For many growing businesses looking for short-term or month-to-month office space, coworking appears to be the only option.
The reason? There are a few:
#1: Smaller spaces (under 3K square feet) are extremely difficult to come by — in fact, NYC is at an all time low for that type of inventory with no sign of improving
#2: When you do find a space, they require long term commitments that put you at risk of growing out of your space early and having to break your lease — or, signing a lease you can grow into but having to afford the full cost when you’re only using a portion of it to start
#3: Commercial Real Estate brokers are hesitant to work on smaller deals, meaning most startups and growing teams are turned away and advised to look into coworking or executive suites
The search for space is particularly rough for growing businesses, and while coworking spaces like WeWork and executive suite companies like Regus can be excellent short-term solutions, companies in need of flexible office space need not think those are their only option.
Enter, office sharing.
Office sharing allows growing businesses to take full advantage of a formal office space without the risks associated with signing a traditional lease. It puts great space back on the table no matter your stage of business.

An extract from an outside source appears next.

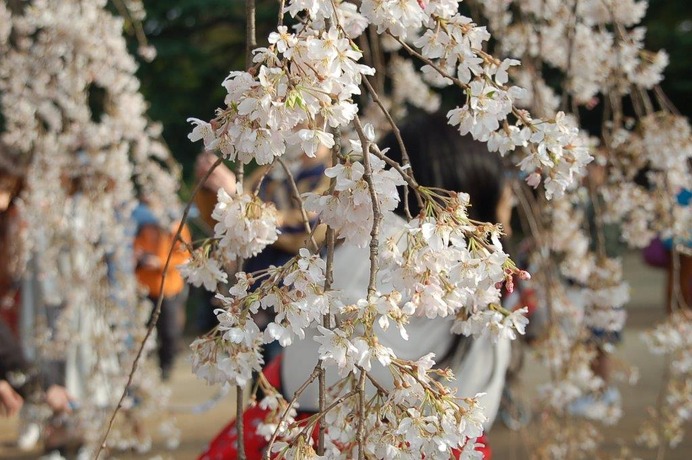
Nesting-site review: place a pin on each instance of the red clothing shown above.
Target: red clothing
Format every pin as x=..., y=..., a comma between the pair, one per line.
x=223, y=446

Coworking spaces provide a collaborative atmosphere, surrounding you with events and networking opportunities at all hours of the day and night. For this reason, you should be comfortable sharing space with a variety of work styles and cultures. Office sharing, provides more of a customizable experience, allowing you to choose your own space in an office atmosphere that works for you.
While some may be hesitant to share space with another company, the reality is that office sharing can be hugely beneficial to both guest company and host company…in fact, it might even surprise you.

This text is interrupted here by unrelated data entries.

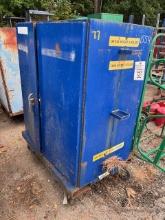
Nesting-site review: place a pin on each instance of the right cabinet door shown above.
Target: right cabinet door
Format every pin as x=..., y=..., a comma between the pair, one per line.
x=117, y=60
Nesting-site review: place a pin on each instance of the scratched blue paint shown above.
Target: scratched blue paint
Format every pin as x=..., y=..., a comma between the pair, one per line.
x=29, y=81
x=78, y=93
x=11, y=72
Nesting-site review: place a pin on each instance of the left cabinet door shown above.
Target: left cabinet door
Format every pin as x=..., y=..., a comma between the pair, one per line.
x=29, y=79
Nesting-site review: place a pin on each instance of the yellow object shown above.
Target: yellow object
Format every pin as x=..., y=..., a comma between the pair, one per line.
x=117, y=41
x=120, y=65
x=107, y=151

The Top 10 Surprising Realities of Office Sharing:
#1: It’s personal. PivotDesk is not a one-size fits all solution. You get to choose your neighborhood, price range, culture and office type to fit your company’s unique needs. Custom search options allow you to find what you’re looking for online first, so you don’t waste time touring spaces that don’t fit the bill.

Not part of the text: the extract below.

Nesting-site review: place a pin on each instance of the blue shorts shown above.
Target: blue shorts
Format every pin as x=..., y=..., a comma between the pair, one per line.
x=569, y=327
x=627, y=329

#2: It’s simple. By completing your booking online, there’s no need to meet with lawyers, brokers or landlords. Your PivotDesk dashboard allows you to quickly check on payment dates, change team size and view contracts from anywhere.
#3: You CAN have a private office. While some companies thrive on the energy of an open work environment, some still need the focus that comes with privacy. PivotDesk has hundreds of private office options all over the city.
#4: It can feel like home. Office sharing gives you more than just a place to put your laptop. It gives your business a home. And we believe that finding a home for your office SHOULDN’T mean risking your financial security.
#5: It can help you build an office culture. By hand selecting the company or companies you work alongside, you have control over the company you keep. You can leverage their culture to ignite your own – especially if you’re a small team.
#6: It’s stable. While we never force our customers into long-term contracts, the average booking lasts 5+ months. With the flexibility to add team members as needed, many guests find long-term homes with their hosts.
#7: It can help you network. Leaving your coworking space doesn’t mean an end to constant networking opportunities. In fact, it can even lead to better quality networking since you’ll be choosing the companies you hobnob with, rather than being placed in an ever changing fishbowl. We’ve got tons of examples of companies collaborating on projects or finding new clients from office sharing.
#8: It’s more cost effective. Companies in NYC save an average of $79,200 per year with office sharing over signing a traditional lease. Don’t believe us? Check out the office savings calculator to see what you could save your business.
#9: It can lead to lower turnover. Office sharing helps companies save thousands of dollars on office space. What are they doing with all that money they’re NOT spending on rent? They’re reinvesting in kick-ass employees. PivotDesk CEO, David Mandell explains the trend further here.
#10: It’s flexible. You can add or subtract spaces as your company grows and changes. Why pay for space you’re not using? Month-to-month contracts ensure you won’t get locked into a solution that doesn’t work for your company.
The modern workplace is changing fast...
Are you keeping up?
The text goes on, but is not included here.